Harland Miller discovered Poe as a child while recovering from a bungled appendix operation in York County Hospital, where he found an early-learner edition of Poe’s The Fall of the House of Usher and Other Writings, which he remembers as having alleviated much of the misery of this time. Using crayons and a drawing pad he began writing and illustrating his own versions of these stories, and he has always cited Poe as his first literary influence. When Miller was writer in residence at the ICA, he began thinking about a project that would consider not only the abiding appeal of Poe but also some of the more diverse responses to his work. This exhibition was the result of that initial idea.

Poe is now recognised as an artist far ahead of his time, particularly for the charged psychological facets of his work, which seemed to foretell psychoanalysis, pre-dating Freud by more than half a century. His famous detective, Dupin, became the blueprint for many future detectives, including Sherlock Holmes, Poirot and Miss Marple, and he is also a pioneer of what we now know as science fiction, influencing such writers as Jules Verne and H. G. Wells. However, Miller felt that Poe had become synonymous with whatever is merely gothic or dark, a misconception that he wanted to address by curating this exhibition. ‘There’s a real distinction here’, says Miller. ‘It was really telling when we’d approach people and they’d say, “Oh yeah, I’ve got this painting which is nearly all black!” That was really disappointing.’ Miller sought to address this glib association by selecting a dozen of Poe’s stories that seemed to lend themselves most to a more contemporary interpretation.
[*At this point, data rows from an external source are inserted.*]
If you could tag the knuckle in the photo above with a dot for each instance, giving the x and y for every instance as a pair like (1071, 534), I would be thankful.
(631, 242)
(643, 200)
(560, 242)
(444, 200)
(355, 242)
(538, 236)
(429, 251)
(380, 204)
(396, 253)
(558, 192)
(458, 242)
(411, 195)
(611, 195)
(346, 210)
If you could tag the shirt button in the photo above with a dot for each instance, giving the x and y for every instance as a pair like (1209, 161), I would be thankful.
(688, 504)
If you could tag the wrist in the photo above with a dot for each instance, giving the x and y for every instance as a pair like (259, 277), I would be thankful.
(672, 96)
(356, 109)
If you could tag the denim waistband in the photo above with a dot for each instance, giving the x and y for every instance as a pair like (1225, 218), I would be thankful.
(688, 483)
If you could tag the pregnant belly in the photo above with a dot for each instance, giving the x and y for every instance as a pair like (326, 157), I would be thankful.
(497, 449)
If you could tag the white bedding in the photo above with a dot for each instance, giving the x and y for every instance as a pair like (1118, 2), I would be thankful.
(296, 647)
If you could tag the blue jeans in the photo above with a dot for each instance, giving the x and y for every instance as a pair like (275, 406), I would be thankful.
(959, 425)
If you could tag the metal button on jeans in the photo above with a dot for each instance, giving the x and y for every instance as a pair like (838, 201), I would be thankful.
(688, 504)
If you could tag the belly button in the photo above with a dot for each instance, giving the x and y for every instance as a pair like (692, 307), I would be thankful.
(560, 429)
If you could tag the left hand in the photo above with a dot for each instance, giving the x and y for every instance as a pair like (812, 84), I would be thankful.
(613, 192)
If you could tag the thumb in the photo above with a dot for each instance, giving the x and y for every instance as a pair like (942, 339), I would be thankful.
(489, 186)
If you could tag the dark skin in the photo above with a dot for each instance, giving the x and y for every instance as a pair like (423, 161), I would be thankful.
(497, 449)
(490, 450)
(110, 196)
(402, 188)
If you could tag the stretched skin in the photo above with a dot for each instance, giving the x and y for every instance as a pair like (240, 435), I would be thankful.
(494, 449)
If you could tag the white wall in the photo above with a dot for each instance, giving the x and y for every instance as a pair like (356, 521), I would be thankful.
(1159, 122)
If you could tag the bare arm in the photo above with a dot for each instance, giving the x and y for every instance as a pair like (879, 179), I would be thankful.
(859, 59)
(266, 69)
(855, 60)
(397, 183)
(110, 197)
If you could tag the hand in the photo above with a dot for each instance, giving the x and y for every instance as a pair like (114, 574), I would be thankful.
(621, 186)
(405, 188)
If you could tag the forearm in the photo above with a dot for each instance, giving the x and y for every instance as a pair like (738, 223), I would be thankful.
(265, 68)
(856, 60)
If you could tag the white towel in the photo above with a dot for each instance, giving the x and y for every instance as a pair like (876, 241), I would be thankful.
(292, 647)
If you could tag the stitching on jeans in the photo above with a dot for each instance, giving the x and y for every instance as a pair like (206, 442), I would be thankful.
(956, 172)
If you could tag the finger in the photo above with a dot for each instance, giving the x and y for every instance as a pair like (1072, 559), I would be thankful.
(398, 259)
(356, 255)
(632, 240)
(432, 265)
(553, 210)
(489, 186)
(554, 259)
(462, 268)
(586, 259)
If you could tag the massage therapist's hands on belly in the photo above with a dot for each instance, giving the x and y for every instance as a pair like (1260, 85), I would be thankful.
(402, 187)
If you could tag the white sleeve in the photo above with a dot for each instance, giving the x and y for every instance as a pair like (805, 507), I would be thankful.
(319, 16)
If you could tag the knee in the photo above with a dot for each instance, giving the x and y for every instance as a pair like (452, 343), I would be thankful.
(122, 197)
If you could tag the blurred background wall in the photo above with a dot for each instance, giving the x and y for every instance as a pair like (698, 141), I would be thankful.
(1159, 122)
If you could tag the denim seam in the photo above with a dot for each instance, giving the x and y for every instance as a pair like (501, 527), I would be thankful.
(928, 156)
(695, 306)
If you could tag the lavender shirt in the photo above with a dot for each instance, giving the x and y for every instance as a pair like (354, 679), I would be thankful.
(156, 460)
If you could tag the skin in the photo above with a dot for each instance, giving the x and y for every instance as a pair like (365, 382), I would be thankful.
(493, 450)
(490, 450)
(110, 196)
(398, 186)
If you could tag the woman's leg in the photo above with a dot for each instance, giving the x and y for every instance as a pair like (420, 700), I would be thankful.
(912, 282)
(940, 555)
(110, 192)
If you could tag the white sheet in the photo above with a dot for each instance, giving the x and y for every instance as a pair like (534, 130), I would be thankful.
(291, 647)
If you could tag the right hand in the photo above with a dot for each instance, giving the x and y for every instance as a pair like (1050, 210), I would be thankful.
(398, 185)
Wherever he noticed a connection to an artist’s existing work, life or practice, he approached them to read the stories and asked them to respond in any manner they saw fit and to interpret the story with a new work.

‘Some of the ways in which I went about this were very tenuous,’ Miller explains. ‘It didn’t always have to be about this great debt to Poe or some kind of extravagant mystery bound up in a cipher. With Damien Hirst, for instance, I did actually think he’d really love the story, but what really made me think of him was Poe’s title The Startling Effects of Mesmerism on a Dying Man, which reminded me so much of the rhythm in one of Hirst’s own titles, which I really love.’

This exhibition brought together a broad range of these responses, from 34 artists, ranging from painting and sculpture to installation, digital media and performance, as well as existing works such as Douglas Gordon’s Sleeper (Portrait to Edgar Allan Poe) (2002) and Mike Nelson’s installation Melnais Kakis (The Black Cat) (1999).

The exhibition was staged in both White Cube Hoxton Square and Shoreditch Town Hall.

A fully illustrated exhibition guide with a short story by Harland Miller was produced to accompany the exhibition.